Background and objective: Cervical cancer poses a major health threat to women globally. Optical coherence tomography (OCT) imaging has recently shown promise for non-invasive cervical lesion diagnosis. However, obtaining high-quality labeled cervical OCT images is challenging and time-consuming as they must correspond precisely with pathological results. The scarcity of such high-quality labeled data hinders the application of supervised deep-learning models in practical clinical settings. This study addresses the above challenge by proposing CMSwin, a novel self-supervised learning (SSL) framework combining masked image modeling (MIM) with contrastive learning based on the Swin-Transformer architecture to utilize abundant unlabeled cervical OCT images.

Methods: In this contrastive-MIM framework, mixed image encoding is combined with a latent contextual regressor to solve the inconsistency problem between pre-training and fine-tuning and separate the encoder's feature extraction task from the decoder's reconstruction task, allowing the encoder to extract better image representations. Besides, contrastive losses at the patch and image levels are elaborately designed to leverage massive unlabeled data.

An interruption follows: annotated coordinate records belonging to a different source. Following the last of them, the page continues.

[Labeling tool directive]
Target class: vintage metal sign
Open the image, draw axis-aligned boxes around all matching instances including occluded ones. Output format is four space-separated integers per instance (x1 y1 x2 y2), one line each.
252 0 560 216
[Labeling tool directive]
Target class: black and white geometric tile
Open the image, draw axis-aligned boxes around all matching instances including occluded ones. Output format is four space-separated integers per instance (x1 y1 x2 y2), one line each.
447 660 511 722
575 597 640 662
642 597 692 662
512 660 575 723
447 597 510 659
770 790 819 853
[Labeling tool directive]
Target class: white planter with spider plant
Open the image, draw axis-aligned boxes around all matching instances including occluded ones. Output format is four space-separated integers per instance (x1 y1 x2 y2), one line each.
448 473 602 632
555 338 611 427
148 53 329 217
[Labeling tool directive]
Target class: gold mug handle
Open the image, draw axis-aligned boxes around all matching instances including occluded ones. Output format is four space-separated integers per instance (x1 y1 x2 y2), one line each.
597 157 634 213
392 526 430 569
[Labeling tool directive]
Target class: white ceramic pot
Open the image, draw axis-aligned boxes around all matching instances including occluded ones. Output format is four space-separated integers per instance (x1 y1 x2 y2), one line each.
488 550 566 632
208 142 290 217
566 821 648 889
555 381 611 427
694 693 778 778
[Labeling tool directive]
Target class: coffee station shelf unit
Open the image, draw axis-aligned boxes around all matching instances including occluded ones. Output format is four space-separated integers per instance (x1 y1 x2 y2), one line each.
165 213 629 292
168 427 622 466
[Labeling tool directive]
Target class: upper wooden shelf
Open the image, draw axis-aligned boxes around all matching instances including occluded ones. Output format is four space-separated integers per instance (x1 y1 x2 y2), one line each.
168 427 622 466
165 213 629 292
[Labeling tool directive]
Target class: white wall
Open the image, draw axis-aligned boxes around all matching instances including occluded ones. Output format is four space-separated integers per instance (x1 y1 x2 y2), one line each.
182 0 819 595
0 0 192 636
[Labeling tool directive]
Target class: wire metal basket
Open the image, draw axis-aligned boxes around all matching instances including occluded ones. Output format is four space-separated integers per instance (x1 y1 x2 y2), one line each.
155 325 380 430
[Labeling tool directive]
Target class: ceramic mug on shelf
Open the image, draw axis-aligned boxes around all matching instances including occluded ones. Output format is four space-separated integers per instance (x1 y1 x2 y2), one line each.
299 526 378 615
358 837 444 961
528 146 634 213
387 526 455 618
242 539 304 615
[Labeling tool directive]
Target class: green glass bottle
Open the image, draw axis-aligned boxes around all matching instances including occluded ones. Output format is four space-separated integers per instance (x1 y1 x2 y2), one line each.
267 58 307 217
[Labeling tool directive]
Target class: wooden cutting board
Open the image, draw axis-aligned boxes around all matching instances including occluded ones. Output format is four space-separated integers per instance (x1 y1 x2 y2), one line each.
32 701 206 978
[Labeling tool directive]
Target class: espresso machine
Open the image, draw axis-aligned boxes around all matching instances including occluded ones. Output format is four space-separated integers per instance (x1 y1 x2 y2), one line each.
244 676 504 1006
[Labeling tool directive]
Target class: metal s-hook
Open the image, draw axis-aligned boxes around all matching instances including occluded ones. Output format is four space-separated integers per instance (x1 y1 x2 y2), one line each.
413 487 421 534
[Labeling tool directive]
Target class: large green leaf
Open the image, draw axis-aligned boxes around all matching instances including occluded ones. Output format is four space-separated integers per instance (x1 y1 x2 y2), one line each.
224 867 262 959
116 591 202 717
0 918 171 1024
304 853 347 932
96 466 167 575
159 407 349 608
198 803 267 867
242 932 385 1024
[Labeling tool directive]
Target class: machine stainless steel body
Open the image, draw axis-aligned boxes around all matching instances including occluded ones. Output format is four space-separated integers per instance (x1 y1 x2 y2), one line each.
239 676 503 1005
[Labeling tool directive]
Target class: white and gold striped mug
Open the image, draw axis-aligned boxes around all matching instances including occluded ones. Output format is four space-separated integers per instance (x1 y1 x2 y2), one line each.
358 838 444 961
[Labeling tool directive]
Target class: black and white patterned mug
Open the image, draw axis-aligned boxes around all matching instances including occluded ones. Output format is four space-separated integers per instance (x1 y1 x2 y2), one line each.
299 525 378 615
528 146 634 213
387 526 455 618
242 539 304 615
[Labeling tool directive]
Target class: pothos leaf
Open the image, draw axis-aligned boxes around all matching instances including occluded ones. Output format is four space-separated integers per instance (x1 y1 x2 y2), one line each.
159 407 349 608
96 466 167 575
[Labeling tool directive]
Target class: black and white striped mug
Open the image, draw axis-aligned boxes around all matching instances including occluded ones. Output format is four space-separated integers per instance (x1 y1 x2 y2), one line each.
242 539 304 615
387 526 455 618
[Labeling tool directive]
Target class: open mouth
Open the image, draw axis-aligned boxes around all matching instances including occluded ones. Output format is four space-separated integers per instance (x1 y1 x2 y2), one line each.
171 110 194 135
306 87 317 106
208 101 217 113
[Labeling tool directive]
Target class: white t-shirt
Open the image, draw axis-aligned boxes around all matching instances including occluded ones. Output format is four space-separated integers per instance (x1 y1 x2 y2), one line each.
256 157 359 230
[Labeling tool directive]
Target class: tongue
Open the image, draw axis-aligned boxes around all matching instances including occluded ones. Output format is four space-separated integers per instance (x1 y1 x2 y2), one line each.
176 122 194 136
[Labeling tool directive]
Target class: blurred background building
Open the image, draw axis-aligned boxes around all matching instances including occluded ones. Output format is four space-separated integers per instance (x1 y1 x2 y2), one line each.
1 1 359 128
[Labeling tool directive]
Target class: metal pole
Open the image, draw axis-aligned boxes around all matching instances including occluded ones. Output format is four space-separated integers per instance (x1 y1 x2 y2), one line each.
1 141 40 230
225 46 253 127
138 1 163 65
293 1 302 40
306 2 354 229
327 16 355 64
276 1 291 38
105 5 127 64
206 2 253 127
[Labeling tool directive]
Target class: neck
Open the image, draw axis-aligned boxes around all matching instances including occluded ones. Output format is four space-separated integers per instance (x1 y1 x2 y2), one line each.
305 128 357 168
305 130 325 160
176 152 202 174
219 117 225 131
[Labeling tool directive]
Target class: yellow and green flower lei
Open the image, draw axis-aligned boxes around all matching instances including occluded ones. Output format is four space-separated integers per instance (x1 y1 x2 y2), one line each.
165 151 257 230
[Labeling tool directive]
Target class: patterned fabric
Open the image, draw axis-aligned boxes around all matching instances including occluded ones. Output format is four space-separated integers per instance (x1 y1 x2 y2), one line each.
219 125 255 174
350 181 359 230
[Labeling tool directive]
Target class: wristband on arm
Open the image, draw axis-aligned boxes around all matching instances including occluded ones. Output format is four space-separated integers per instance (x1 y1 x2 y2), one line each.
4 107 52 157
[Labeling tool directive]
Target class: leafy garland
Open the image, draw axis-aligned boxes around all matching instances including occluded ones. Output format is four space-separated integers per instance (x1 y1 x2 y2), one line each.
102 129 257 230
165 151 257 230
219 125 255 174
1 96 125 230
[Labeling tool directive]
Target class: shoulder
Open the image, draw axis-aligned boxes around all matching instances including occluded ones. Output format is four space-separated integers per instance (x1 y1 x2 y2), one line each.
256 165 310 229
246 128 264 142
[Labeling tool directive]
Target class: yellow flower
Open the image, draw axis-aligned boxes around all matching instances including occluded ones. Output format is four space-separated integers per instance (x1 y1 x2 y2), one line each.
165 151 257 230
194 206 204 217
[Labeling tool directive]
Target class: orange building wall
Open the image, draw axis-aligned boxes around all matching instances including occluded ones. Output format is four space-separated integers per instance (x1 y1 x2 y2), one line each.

Results: We validated the superiority of CMSwin over the state-of-the-art SSL approaches with five-fold cross-validation on an OCT image dataset containing 1,452 patients from a multi-center clinical study in China, plus two external validation sets from top-ranked Chinese hospitals: the Huaxi dataset from the West China Hospital of Sichuan University and the Xiangya dataset from the Xiangya Second Hospital of Central South University. A human-machine comparison experiment on the Huaxi and Xiangya datasets for volume-level binary classification also indicates that CMSwin can match or exceed the average level of four skilled medical experts, especially in identifying high-risk cervical lesions.

Conclusion: Our work has great potential to assist gynecologists in intelligently interpreting cervical OCT images in clinical settings. Additionally, the integrated GradCAM module of CMSwin enables cervical lesion visualization and interpretation, providing good interpretability for gynecologists to diagnose cervical diseases efficiently.

Keywords: Cervical cancer; Image classification; Interpretability; Optical coherence tomography; Self-supervised learning; Swin Transformer.